When he was coming out of the grocery store now, carrying a paper bag of groceries, he saw they’d come for him. One of them was a constable, young. The other was a sergeant. A thin man, precise. They were standing alongside a patrol car. Lee was aware of people stopping to watch.
The sergeant said: Mr. King. Thought we’d have a word.
— Word about what?
— Why don’t you come along with us. Just for a bit.
It had to be out front of the grocery store. It had to be the middle of the afternoon when people could watch. The constable took Lee’s grocery bag and put it on the front seat. Then he patted him down. Just for procedure, he said. They didn’t handcuff him, but they did seat him in the tightly caged back seat.

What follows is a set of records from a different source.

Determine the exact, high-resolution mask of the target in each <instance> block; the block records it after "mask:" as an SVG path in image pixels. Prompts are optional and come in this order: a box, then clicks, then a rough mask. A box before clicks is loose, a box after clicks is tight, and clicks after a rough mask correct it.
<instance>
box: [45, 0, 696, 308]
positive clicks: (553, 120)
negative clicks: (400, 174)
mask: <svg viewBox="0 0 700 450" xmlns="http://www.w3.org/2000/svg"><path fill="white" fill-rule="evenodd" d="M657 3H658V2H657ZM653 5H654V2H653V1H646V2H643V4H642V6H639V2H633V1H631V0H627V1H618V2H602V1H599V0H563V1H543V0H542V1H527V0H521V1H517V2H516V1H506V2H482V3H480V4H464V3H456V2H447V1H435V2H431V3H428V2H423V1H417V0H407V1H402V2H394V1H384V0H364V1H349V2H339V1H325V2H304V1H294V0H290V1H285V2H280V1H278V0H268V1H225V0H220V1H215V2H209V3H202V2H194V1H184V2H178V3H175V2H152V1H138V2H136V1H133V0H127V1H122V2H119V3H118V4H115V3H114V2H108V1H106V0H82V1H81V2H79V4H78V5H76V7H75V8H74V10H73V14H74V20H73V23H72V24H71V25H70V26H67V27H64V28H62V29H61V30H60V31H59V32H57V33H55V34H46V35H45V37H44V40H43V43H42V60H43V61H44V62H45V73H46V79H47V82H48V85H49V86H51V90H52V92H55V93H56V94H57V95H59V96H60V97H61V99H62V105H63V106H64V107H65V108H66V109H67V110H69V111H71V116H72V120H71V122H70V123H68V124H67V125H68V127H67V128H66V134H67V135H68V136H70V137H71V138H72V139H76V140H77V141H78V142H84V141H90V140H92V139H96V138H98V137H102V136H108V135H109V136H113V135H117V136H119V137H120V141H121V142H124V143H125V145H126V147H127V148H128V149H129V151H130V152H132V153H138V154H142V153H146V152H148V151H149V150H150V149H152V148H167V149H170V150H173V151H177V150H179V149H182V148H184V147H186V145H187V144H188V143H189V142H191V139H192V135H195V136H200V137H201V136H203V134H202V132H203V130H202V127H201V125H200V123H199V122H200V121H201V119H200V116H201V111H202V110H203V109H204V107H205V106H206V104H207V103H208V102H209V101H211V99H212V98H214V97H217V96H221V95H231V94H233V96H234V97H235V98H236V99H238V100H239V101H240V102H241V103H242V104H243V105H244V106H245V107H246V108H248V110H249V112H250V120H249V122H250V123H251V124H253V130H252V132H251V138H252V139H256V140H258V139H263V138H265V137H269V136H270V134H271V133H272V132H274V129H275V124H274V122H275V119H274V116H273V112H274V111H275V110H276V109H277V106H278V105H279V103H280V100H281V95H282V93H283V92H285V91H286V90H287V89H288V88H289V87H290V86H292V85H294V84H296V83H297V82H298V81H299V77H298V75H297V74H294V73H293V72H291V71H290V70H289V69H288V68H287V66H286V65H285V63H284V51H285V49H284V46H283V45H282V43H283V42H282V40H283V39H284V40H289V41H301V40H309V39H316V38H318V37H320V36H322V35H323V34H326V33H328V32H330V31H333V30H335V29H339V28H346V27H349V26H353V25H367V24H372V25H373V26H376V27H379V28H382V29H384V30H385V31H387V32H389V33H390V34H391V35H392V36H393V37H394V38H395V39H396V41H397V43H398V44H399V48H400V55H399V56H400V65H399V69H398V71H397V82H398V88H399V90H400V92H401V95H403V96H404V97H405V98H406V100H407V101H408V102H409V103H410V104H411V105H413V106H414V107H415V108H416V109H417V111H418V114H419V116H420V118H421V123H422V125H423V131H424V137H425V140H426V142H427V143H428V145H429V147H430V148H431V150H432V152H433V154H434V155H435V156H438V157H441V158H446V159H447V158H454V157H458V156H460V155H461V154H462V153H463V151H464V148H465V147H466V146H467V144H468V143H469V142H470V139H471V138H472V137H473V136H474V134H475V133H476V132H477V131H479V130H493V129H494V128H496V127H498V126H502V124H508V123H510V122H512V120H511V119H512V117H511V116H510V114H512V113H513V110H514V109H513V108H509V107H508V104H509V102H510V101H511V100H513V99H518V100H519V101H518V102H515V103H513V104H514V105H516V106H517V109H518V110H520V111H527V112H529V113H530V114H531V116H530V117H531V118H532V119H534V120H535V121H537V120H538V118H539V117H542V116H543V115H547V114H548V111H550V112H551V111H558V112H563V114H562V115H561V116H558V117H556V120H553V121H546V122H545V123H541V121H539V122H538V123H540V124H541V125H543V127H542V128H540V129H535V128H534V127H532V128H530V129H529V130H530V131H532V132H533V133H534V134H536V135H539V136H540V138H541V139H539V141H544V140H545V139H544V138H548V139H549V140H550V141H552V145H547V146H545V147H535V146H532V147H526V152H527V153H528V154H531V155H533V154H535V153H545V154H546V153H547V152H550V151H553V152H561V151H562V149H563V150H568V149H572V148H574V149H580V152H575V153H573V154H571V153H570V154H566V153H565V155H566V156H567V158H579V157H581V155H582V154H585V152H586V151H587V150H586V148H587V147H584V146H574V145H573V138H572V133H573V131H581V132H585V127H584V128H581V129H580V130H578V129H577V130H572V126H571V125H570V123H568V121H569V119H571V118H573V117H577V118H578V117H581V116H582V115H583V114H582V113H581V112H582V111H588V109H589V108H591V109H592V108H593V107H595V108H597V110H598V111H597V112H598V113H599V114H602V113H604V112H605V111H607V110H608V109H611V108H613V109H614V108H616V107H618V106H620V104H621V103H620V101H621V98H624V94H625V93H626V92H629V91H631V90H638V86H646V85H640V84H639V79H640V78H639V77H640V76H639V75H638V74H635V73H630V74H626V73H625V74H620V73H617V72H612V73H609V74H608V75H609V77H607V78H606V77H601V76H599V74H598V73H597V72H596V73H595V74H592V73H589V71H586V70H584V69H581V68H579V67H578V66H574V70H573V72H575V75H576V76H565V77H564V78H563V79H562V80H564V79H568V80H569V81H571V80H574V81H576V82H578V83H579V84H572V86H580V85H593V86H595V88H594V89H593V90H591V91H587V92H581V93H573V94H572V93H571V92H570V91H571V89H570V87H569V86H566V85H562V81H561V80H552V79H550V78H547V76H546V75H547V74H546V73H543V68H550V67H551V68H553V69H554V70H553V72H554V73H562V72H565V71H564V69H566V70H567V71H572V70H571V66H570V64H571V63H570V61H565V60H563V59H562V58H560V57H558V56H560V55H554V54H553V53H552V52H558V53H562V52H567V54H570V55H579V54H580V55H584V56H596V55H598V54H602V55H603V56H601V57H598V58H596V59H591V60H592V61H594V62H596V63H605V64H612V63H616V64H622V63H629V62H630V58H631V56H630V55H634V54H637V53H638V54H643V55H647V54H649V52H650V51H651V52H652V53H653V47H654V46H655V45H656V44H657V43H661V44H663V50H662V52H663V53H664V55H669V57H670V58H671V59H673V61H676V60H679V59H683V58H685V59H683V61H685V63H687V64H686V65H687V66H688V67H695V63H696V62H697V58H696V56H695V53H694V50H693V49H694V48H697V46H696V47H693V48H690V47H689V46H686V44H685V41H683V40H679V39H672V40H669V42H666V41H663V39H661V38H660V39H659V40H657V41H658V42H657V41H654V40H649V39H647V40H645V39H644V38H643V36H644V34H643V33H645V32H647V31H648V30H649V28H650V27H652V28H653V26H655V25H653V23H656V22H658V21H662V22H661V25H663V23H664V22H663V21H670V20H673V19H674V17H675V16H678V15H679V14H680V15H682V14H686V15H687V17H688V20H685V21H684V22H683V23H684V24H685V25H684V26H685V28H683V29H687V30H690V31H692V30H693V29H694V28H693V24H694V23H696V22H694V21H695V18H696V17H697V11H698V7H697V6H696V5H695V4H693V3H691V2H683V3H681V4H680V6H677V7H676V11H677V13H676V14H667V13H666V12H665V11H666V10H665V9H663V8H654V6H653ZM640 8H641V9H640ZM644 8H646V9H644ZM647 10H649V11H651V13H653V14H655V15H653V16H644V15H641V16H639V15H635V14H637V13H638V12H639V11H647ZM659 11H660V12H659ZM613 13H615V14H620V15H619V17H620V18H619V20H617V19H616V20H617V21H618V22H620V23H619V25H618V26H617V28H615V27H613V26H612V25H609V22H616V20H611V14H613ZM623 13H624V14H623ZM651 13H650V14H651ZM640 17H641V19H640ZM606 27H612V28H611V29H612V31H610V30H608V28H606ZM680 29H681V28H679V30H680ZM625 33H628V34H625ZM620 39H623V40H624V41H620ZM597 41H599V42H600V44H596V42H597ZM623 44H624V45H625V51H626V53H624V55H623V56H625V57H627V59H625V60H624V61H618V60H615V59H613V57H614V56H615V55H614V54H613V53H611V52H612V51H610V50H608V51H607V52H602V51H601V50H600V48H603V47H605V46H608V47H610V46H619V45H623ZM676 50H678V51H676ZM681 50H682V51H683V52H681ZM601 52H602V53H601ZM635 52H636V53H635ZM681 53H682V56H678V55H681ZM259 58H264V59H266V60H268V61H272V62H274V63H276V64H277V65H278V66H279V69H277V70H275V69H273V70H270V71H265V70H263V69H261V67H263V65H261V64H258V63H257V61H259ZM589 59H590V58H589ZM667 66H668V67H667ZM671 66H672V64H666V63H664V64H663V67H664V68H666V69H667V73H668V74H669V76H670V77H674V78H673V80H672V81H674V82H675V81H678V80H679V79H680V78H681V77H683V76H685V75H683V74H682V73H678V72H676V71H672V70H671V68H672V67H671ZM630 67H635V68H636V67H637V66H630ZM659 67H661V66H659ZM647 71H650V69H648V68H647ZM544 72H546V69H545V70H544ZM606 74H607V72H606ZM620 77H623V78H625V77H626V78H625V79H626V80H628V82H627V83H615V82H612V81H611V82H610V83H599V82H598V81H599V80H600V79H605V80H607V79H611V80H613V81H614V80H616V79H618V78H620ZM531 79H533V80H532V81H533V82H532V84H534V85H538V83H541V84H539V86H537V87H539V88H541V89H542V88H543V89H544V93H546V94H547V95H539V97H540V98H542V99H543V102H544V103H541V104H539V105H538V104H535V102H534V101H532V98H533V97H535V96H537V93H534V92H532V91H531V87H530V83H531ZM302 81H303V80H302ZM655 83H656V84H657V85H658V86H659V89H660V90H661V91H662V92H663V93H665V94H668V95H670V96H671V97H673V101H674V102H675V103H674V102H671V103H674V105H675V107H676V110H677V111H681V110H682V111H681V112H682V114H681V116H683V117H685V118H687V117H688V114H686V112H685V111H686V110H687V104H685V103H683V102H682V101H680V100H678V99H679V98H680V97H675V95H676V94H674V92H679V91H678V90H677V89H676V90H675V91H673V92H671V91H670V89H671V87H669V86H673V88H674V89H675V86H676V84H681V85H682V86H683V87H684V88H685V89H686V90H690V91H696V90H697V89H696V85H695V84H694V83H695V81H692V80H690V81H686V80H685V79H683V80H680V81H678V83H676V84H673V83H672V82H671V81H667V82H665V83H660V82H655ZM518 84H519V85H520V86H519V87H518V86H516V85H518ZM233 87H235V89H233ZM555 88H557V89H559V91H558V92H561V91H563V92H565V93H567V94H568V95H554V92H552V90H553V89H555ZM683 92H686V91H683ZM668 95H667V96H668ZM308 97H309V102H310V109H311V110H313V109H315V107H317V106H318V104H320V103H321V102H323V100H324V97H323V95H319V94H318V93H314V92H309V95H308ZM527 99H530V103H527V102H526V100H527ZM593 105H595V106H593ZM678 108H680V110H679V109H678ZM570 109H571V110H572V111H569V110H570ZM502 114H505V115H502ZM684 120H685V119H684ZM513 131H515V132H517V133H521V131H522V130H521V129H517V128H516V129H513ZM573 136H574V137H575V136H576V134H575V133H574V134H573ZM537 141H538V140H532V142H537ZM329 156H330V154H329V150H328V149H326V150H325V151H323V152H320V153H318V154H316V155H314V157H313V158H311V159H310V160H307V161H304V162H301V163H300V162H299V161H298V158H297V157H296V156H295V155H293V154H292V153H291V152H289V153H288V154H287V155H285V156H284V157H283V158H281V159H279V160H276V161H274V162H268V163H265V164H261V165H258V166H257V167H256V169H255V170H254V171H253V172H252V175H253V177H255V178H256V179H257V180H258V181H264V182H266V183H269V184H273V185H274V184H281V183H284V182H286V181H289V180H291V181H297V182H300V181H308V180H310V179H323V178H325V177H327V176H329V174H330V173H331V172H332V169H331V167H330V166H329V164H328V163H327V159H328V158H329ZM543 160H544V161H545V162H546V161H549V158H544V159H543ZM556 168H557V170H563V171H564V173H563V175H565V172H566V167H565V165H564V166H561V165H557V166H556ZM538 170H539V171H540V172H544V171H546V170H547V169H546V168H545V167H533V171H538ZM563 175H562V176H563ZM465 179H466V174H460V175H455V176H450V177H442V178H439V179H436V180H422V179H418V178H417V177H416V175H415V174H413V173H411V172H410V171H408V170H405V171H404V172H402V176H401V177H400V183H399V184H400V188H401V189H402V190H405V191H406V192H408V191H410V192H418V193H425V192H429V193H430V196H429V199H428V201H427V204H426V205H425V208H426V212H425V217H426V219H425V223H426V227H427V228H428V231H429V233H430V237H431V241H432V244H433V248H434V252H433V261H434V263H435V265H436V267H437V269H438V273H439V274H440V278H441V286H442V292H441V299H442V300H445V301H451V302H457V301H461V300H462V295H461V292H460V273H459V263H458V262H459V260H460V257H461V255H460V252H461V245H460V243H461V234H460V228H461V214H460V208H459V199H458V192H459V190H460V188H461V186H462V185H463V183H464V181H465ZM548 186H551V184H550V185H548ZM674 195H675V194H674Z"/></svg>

Lee looked out at the people standing around the front of the A amp;P, and a bitter flame, anger and humiliation, flared in his gut. The constable got behind the wheel and the sergeant got into the passenger seat, partly crushing the grocery bag beside him. The way the rear-view mirror was angled, the sergeant’s eyes were in it.
They drove through town and Lee didn’t say anything. It was the sergeant who finally spoke. -Your parole officer, what’s his name?
— Wade Larkin.
— That’s right. I know him. He’s a nice chap, Wade Larkin. He’s really a nice chap. How often do you see him?
— Once every six weeks.
— Once every six weeks. You see what a nice chap you got for a parole officer?
— Listen, boss, I get seen like this I could lose my job.
— What I can’t figure out is why you’re back in town at all. After they saw fit to cut you loose and set you up with a really nice chap like Wade Larkin, you came back here.